West Hampstead
The name "West Hampstead" was a 19th century invention - the original name was West End.

Lacking its own supply of spring water and situated away from the main roads, medieval West End barely qualified as a hamlet until a few country houses were built here from the 17th century onwards. The tendency for West End Lane to become impassably muddy after heavy rain further enhanced the hamlet's isolation.

By 1815 West End was still excep­tionally quiet – so much so that its inhab­itants claimed to have heard the cannon fire at Waterloo. The construction of the Finchley Road in the 1830s brought few additions to a population that consisted of a handful of squires and some farm labourers, gardeners and craftsmen. By 1851 West End had one inn and two beershops.

Railways were the prime stimulus of growth in many country corners of modern London but few places were trans­formed as wholly as West End. With the arrival of the Hampstead Junction Railway in 1857, the Midland Railway in 1868 and the Metro­politan and St John’s Wood Railway in 1879, the new suburb of West Hampstead spread in all directions.

Rapid development in the 1880s and 1890s swept away the large houses and the streets were laid out in today's pattern. A local estate agent in Kilburn claimed that he coined the name ‘West Hampstead’, for one of the local railway stations. Public amenities such as street lighting, gas and electricity were provided and much of the frontage to West End Lane was developed as shops.
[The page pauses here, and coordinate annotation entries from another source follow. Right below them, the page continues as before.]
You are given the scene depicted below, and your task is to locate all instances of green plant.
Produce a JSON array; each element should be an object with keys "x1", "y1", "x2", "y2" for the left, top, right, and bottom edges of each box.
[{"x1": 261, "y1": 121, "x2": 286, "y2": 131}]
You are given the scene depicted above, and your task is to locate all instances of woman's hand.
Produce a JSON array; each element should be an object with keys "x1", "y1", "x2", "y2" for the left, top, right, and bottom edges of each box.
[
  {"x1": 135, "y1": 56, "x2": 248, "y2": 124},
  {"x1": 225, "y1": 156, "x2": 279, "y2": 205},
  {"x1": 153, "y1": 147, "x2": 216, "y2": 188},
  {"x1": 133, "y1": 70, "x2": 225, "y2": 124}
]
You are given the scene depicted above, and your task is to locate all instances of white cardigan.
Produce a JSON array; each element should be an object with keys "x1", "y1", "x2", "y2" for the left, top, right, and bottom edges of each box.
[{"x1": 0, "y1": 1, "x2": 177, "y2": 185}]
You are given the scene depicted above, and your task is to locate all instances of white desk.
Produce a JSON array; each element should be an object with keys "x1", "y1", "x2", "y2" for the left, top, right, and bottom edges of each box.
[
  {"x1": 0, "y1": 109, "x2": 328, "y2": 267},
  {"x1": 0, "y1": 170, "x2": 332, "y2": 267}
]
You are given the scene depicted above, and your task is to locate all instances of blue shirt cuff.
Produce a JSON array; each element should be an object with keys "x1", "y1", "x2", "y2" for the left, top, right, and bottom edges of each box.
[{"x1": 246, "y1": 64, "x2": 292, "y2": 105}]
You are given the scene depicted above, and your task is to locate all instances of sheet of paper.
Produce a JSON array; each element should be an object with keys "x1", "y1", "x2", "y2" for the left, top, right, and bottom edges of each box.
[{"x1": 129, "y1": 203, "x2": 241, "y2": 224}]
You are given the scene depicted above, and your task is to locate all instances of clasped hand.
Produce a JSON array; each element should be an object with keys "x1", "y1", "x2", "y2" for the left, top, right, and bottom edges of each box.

Some of the new estates were the work of big developers like the United Land Company, whose inclination was to build fairly densely, and during the latter decades of the 19th century parts of West Hampstead became increasingly working-class in character, with policeman, travelling salesmen and railwaymen mixing with clerks and artisans. Engin­eering workshops operated near the railway lines.

Twentieth-century building was limited mainly to interwar blocks of flats in the north of the district, often in place of Victorian houses that had already become run-down.

The West Hampstead ward now has relatively few families and a great number of young single people. A large proportion of homes are privately rented and fewer than a quarter of adults are married, compared with more than half for the country as a whole. This socio-economic profile is evident in the upmarket cafés that have lined West End Lane in recent years.

Famous West Hampstead residents have included the singers Dusty Springfield, Joan Armat­rading, Olivia Newton John and Jimmy Somerville, author Doris Lessing, actresses Imelda Staunton and Emma Thompson, and the playwright Joe Orton, who lived on West End Lane with his lover Kenneth Halliwell from 1951 to 1959. Stephen Fry has also lived here.